Rome’s ex-Mattatoio (abattoir) complex is now an active site for cultural happenings and artistic events. Situated on the edge of the Tiber River in the recently gentrified and decidedly hip Testaccio neighbourhood, the MACRO Testaccio is an ideal site for a community of cultural experimentation.
Built between 1888 and 1891 by Gioacchino Ersoch, architect emeritus of the City of Rome, the pavilions of the Mattatoio illustrate the transition from classicism to modernity and provide an important historical example of the monumentality and rationale of turn-of-the-century industrial architecture.
For many years, Rome’s Mattatoio was considered among the most advanced industrial designs for the modernity of ingenuity of its organization and architectural tenacity.

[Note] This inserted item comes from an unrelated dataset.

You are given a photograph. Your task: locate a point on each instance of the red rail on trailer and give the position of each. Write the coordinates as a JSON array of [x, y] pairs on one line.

In 2003, two pavilions from within the Mattatoio complex, comprised of 105,000 square metres (43,000 of which are covered), were assigned to MACRO for use in the development and dissemination of Contemporary Art.
In keeping with the bistros, clubs, and nightspots that surround it, MACRO’s space at the Mattatoio is open from 4pm until midnight. The scope and layout of the space make it particularly conducive to grand multimedia explorations. In this context local, national, and international artists from the visual and other arts interact and generate a reconfiguration of the Arts through the fusion of different modes of creative expression.
Arousing a vast and diverse public, MACRO is a dynamic and progressive institution emerging as a multifaceted cultural polestar within which the value of contemporary artistic expression asserts itself.